A candle casts a dim orange hue on my notebook. Black ink spills forth like blood from a slashed artery. I write to get it out, to release whatever is trapped inside me; a pain that is only now surfacing, but is leaving me drowning in my own hollow tears. New tear drops soak into warped circles on paper lit only by a single burning flame. The ink obscures with tiny black branches, spreading further and sinking deeper into the pages. The ink and the tears are now permanent.
It is summer, but I feel cold. The air conditioner kicks on in the background. It comes on whenever it feels like it, never just to comfort me. The only other sound filling the empty silence is the scratch of pen on paper; furious at times, slow and deliberate at others.
Tonight, my crying is outwardly silent, but internally deafening. There are no moments of heavy weeping, or tears streaming in rivers down my face, or the seizure like breathing of cataclysmic woe. Just the heft of the world hanging from a string tied to my heart.

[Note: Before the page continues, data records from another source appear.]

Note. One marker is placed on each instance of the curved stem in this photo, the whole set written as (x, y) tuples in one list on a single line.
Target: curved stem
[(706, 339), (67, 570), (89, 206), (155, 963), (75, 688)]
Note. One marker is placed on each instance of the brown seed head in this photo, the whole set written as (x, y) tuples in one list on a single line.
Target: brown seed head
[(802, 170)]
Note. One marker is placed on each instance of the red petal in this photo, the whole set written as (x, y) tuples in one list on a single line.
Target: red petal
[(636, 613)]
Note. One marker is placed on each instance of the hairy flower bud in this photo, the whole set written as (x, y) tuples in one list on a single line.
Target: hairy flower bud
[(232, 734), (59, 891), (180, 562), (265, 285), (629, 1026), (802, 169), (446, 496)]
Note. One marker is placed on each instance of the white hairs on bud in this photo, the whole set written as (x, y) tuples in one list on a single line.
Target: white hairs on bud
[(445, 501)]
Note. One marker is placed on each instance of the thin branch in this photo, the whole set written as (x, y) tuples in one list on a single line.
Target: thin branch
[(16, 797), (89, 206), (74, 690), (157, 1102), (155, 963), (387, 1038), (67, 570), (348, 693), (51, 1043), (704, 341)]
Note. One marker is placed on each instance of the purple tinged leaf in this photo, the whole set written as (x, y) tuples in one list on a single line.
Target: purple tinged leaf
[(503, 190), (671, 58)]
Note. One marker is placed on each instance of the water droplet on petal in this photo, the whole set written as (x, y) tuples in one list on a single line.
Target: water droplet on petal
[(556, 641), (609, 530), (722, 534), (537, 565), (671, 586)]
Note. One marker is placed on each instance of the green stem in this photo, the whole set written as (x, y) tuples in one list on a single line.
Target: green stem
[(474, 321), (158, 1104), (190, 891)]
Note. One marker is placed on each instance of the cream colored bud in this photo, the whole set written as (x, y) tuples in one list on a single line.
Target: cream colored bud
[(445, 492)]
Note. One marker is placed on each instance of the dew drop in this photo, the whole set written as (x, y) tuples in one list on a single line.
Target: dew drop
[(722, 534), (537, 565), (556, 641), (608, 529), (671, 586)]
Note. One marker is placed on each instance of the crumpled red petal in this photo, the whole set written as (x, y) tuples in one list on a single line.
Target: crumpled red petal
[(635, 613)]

Sleep either comes too much, or never at all, and tonight it has abandoned me. To sleep is to not be awake, and being awake is inherently painful. My mind will become quiet, my eyes will dry, and my body will relax. But tonight my thoughts are heavier than my tired and burning eyes. I do not want to be here in this room, in this house, this city, this planet, in this skin.
* * * * *
Sitting in my car with that memory, my eyes fill with tears as I realize the darkness of that night. Deciding I cannot be here right now, my right hand releases its grip on the steering wheel and reaches for the gear shift. Locking it into Drive I pull out of the parking lot. The cigarette lighter pops out, ready to light my cigarette at the first stoplight.
Pulling onto the freeway, my left hand holds the cigarette by the open
window and my right hand rests on top of the steering wheel. My destination
is the far left lane, the fast lane. Gradually my right foot reaches the floor,
the accelerator pinned beneath it. The wind rushes in through the cracked window,
so loud and harsh I squeeze my eyes together and sink deeper into my seat. The
orange hand on the speedometer reads eighty, ninety, ninety-five, ninety-eight,
ninety-nine, one-hundred. My heart drums hard against my ribcage, more thunderous
than the wind blasting into the car. Dark shapes stand still as I race past
them. The black and white photograph is blurring into streaking gray. I exhale
deeply and release my foot from the accelerator. I am not him.